Keberagaman tersebut menjadi sorotan dalam peringatan Hari Kebaya Nasional 2026 yang mengusung tema "Pesona Kebaya Indonesia untuk Dunia".
Tema itu disampaikan Kementerian Pariwisata melalui unggahan di akun Instagram resminya, @kemenpar.ri, pada Jumat (24/7/2026).
Dalam unggahannya, Kementerian Pariwisata menyebut kebaya bukan sekadar busana, tetapi juga bagian dari identitas bangsa yang menyimpan sejarah, filosofi, dan nilai budaya.
"Lebih dari sekadar busana, kebaya merupakan identitas bangsa yang menyimpan sejarah, filosofi, dan nilai budaya," tulis Kementerian Pariwisata.

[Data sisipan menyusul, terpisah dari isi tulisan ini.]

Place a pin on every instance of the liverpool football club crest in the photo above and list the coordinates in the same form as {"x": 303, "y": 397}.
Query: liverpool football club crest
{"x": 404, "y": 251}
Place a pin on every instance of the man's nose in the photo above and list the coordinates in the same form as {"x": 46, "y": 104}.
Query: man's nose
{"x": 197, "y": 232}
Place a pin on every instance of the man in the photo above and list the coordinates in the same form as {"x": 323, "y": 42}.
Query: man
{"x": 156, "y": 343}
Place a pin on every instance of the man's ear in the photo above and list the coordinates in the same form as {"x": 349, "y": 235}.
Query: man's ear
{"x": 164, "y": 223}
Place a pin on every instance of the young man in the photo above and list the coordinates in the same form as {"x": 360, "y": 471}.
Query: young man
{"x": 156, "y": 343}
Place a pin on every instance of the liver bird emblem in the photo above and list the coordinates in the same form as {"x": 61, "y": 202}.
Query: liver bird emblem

Tema "Pesona Kebaya Indonesia untuk Dunia" juga memperlihatkan bagaimana kebaya memiliki karakter yang berbeda sesuai dengan latar budaya dan daerah tempatnya berkembang.
Hal tersebut dapat dilihat dari sejumlah kebaya daerah yang memiliki ciri khas masing-masing, mulai dari motif, warna, hingga bentuk potongannya.
Berikut tiga di antaranya.
-
Kebaya Encim Betawi, hasil akulturasi budaya
Salah satu kebaya yang diperkenalkan Kementerian Pariwisata adalah Kebaya Encim Betawi.
Kebaya ini disebut lahir dari akulturasi budaya Tionghoa dan Melayu di wilayah pesisir utara Jawa, khususnya Betawi dan Semarang.
Ciri khas Kebaya Encim terlihat dari hiasan bordir atau kerancang yang menggunakan motif flora dan fauna.
Warna-warna cerah juga menjadi bagian dari karakter kebaya tersebut.
Latar belakang akulturasi budaya membuat Kebaya Encim memiliki ciri yang berbeda dibandingkan kebaya yang berkembang di daerah lain.
-
Kebaya Rancongan Madura yang berpotongan ngepas
Dari Madura, terdapat Kebaya Rancongan yang memiliki karakter tersendiri. Kebaya ini memiliki potongan yang ketat atau ngepas di tubuh.